Il ne faut jamais perdre de vue ce qui précède, si l’on veut comprendre l’histoire de notre révolution.

Quand l’amour des Français pour la liberté politique se réveilla, ils avaient déjà conçu en matière de gouvernement un certain nombre de notions qui, non-seulement ne s’accordaient pas facilement avec l’existence d’institutions libres, mais y étaient presque contraires.

Ils avaient admis comme idéal d’une société un peuple sans autre aristocratie que celle des fonctionnaires publics, une administration unique et toute-puissante, directrice de l’État, tutrice des particuliers. En voulant être libres, ils n’entendirent point se départir de cette notion première ; ils essayèrent seulement de la concilier avec celle de la liberté.

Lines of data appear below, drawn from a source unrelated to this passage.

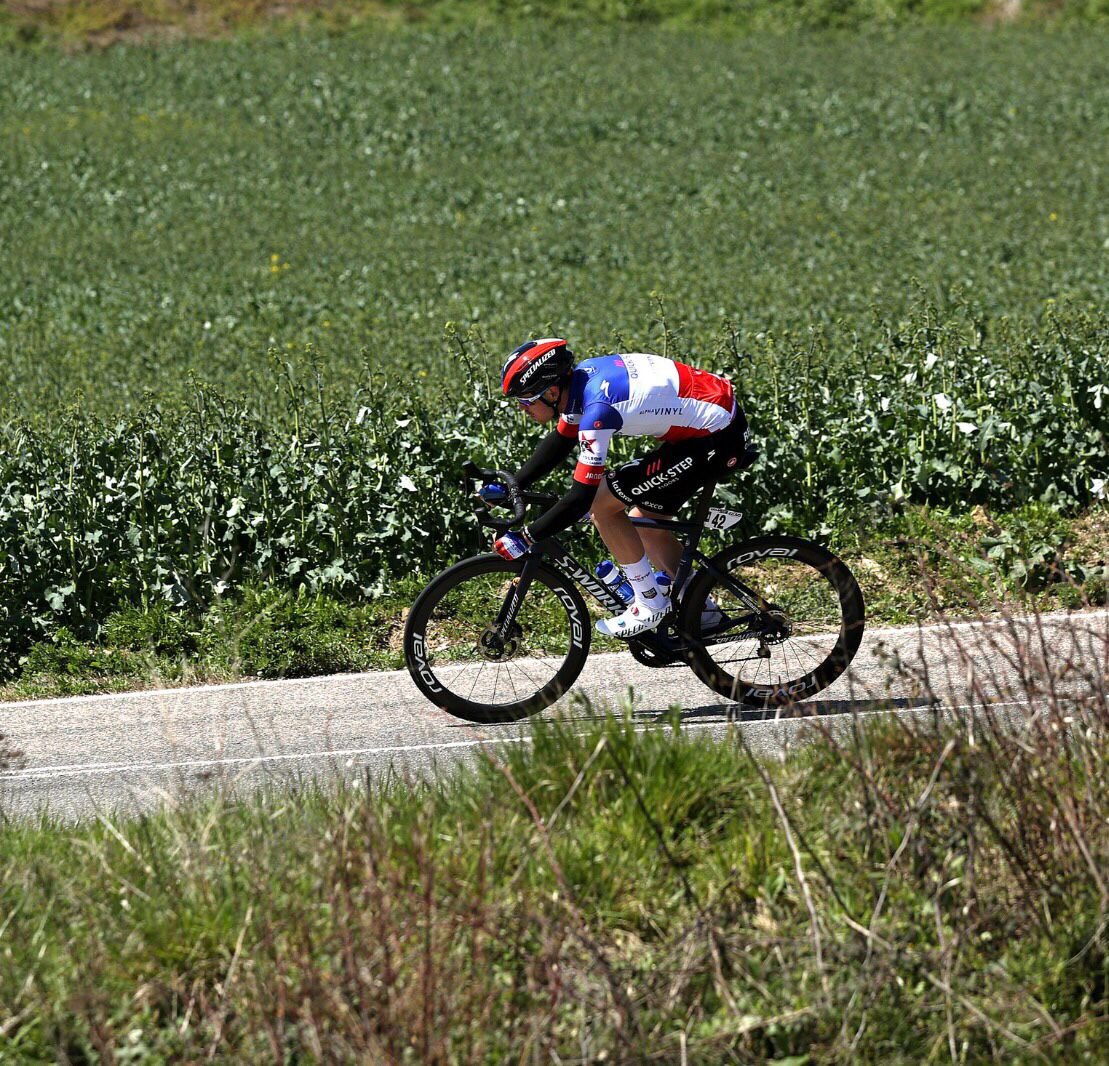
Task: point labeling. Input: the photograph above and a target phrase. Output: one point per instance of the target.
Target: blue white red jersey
(640, 395)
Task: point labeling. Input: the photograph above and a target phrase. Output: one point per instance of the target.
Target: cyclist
(694, 415)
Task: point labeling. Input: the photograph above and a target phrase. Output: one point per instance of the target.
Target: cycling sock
(641, 578)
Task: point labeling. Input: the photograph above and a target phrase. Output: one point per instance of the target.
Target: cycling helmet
(535, 366)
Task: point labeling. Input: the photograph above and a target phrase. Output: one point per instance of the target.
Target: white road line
(46, 773)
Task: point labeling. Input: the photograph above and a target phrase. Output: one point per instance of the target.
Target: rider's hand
(494, 493)
(512, 545)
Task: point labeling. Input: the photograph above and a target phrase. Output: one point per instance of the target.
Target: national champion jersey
(640, 395)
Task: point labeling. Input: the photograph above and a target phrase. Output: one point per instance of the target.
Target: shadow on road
(732, 712)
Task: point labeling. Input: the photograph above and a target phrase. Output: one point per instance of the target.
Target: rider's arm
(587, 479)
(551, 450)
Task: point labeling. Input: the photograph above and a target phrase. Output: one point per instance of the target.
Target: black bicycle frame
(688, 533)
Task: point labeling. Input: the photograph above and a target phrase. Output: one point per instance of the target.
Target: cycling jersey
(640, 395)
(692, 413)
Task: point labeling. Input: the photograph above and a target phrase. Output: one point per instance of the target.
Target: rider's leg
(663, 548)
(612, 523)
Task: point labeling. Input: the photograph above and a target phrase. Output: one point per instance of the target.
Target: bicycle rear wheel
(792, 651)
(457, 660)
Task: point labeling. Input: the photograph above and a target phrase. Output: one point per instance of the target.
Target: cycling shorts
(664, 479)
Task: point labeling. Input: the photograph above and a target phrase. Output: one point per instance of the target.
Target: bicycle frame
(689, 533)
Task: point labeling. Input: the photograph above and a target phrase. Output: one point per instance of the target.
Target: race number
(722, 519)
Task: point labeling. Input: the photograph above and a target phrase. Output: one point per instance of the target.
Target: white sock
(641, 578)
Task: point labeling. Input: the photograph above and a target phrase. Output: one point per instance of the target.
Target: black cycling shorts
(670, 475)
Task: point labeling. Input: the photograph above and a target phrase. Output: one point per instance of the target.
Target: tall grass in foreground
(927, 887)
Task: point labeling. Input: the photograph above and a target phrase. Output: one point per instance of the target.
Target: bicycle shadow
(736, 712)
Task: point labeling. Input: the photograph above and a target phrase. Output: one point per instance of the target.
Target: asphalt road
(100, 753)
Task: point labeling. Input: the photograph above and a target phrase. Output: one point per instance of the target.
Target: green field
(254, 290)
(181, 210)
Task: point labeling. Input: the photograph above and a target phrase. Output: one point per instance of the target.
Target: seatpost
(703, 505)
(700, 514)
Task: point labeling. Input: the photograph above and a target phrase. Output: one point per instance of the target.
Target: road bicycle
(766, 622)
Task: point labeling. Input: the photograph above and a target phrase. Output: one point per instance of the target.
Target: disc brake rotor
(491, 648)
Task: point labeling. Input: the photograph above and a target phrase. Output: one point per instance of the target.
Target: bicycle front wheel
(458, 661)
(792, 650)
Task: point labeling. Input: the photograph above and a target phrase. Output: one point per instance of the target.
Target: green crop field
(254, 290)
(177, 211)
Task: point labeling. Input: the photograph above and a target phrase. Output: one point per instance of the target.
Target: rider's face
(543, 412)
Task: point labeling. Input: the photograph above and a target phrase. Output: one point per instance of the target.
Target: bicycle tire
(852, 621)
(419, 657)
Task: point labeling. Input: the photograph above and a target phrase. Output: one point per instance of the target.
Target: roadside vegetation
(102, 22)
(232, 417)
(924, 889)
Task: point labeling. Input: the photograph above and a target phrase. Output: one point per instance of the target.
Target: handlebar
(518, 498)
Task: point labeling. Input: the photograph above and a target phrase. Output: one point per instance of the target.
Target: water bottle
(612, 578)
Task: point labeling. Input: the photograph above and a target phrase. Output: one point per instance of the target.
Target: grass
(102, 22)
(907, 890)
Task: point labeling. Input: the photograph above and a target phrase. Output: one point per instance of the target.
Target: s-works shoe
(638, 619)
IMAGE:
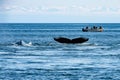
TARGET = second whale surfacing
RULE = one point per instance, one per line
(71, 41)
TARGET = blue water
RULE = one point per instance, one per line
(46, 59)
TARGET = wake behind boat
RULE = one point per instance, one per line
(93, 29)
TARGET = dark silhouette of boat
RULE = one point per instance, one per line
(93, 29)
(71, 41)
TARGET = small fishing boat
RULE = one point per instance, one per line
(71, 41)
(93, 29)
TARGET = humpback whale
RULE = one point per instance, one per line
(71, 41)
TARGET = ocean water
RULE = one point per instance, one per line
(46, 59)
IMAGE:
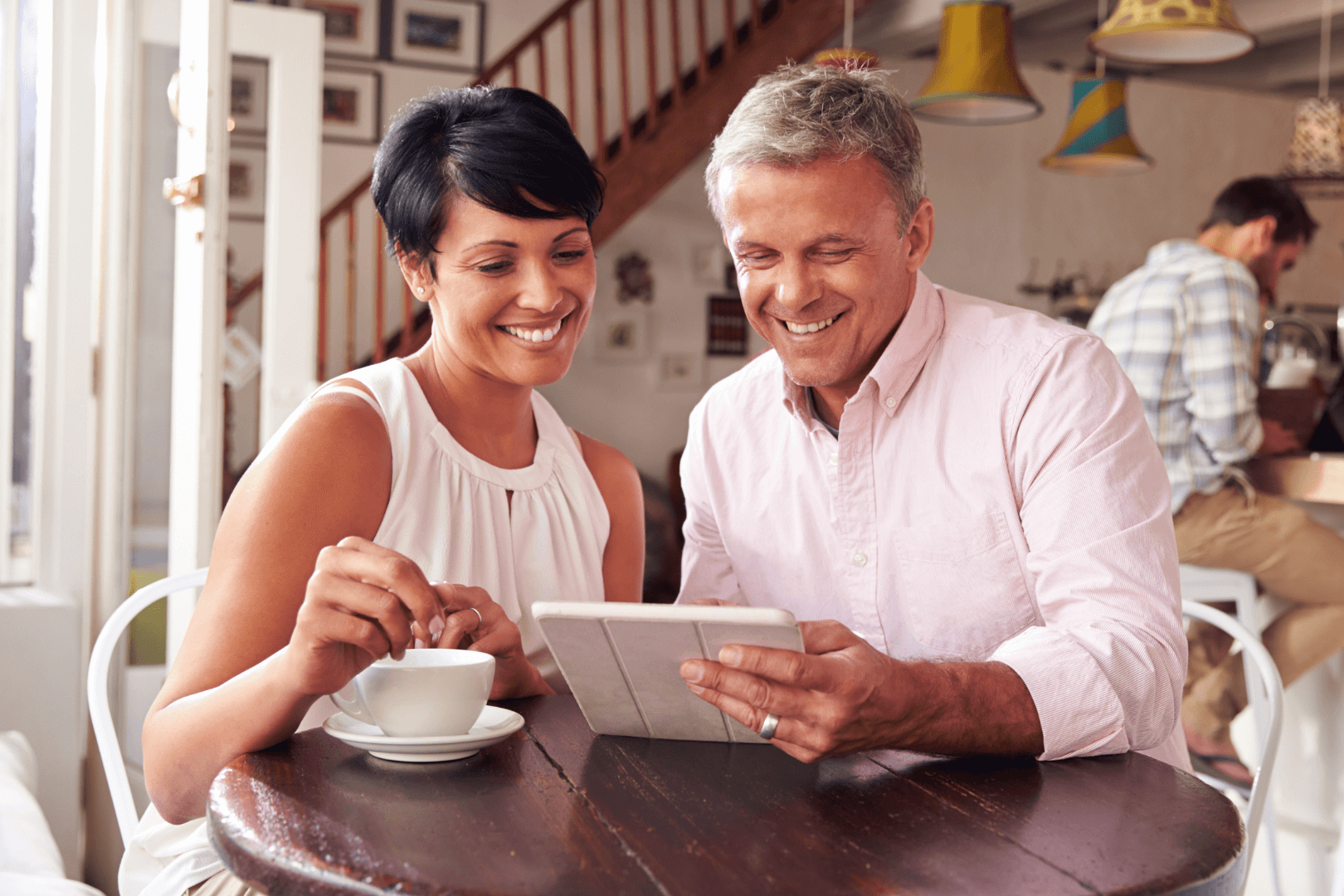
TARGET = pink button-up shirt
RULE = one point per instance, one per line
(995, 494)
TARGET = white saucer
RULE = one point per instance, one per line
(494, 726)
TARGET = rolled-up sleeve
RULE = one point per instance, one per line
(1107, 666)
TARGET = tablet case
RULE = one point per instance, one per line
(621, 661)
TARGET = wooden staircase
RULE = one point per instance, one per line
(644, 101)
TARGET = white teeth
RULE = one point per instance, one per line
(533, 334)
(810, 328)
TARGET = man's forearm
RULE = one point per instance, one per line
(964, 709)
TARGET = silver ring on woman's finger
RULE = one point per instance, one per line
(767, 727)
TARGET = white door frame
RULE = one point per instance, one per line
(292, 42)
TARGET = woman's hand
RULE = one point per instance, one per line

Ils entreprirent donc de mêler ensemble une centralisation administrative sans bornes et un corps législatif prépondérant : l’administration de la bureaucratie et le gouvernement des électeurs. La nation en corps eut tous les droits de la souveraineté, chaque citoyen en particulier fut resserré dans la plus étroite dépendance : à l’une on demanda l’expérience et les vertus d’un peuple libre ; à l’autre les qualités d’un bon serviteur.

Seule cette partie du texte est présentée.